When Elizabeth Geherty makes her desperate visit to Róisín when she walks away from everything, Miss Campbell is reading–one of her few friends was Deidre O’Sullivan, a governess originally from Dublin, who was met on the fateful day of the first gig accident that brought our heroine to the attention of Dr. Doyle and who explained, as was explained in Agnes Grey, “that her position was lonely and awkward, being neither staff nor family”–when Elizabeth makes her desperate visit. In A Maid’s Life, it is what Margaret is discussing while a teacher when she is interrupted with her own life-altering news (David Schmidt being the Columbia grad who taught her to become a teacher):
I was tired after a day of discussing Agnes Grey in my class at Miss Fenton’s. It was a popular choice among the middle-class students in its portrayal of wealthy English families and how they treated (or mistreated) the governess and how the spoiled, selfish children were described. David Schmidt suggested I use it.
Getting the cover for this 1847 underrated novel was important and again I elected to go outside the proper time. The portrait is from the Art Institute of Chicago and is by a 22 year-old young Henri de Toulouse-Lautrec.
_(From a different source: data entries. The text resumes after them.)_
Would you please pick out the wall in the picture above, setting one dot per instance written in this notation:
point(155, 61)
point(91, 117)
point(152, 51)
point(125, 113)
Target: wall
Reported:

It is a portrait of Jeanne Wenz and was painted in 1886.
There was something about the subject, with her steely look at cowlicks sticking out on a plain wooden chair that struck me as having the seething intelligence of Miss Grey. )I’ll note the disproportionate number subjects with red or auburn hair in paintings from this and other periods.) From the Art Institute:
Henri de Toulouse-Lautrec painted this portrait when he was only 22 years old and still an art student. He used subtle coloring with accents of pink and green and showed his subject, Jeanne Wenz, in full profile, a compositional device often found in Renaissance portraiture. Wenz was the mistress of Frederic Wenz, Toulouse-Lautrec’s fellow student at the painter Fernand Cormon’s studio. She was also the friend of Suzanne Valadon, an artist in her own right and a frequent sitter for Toulouse-Lautrec.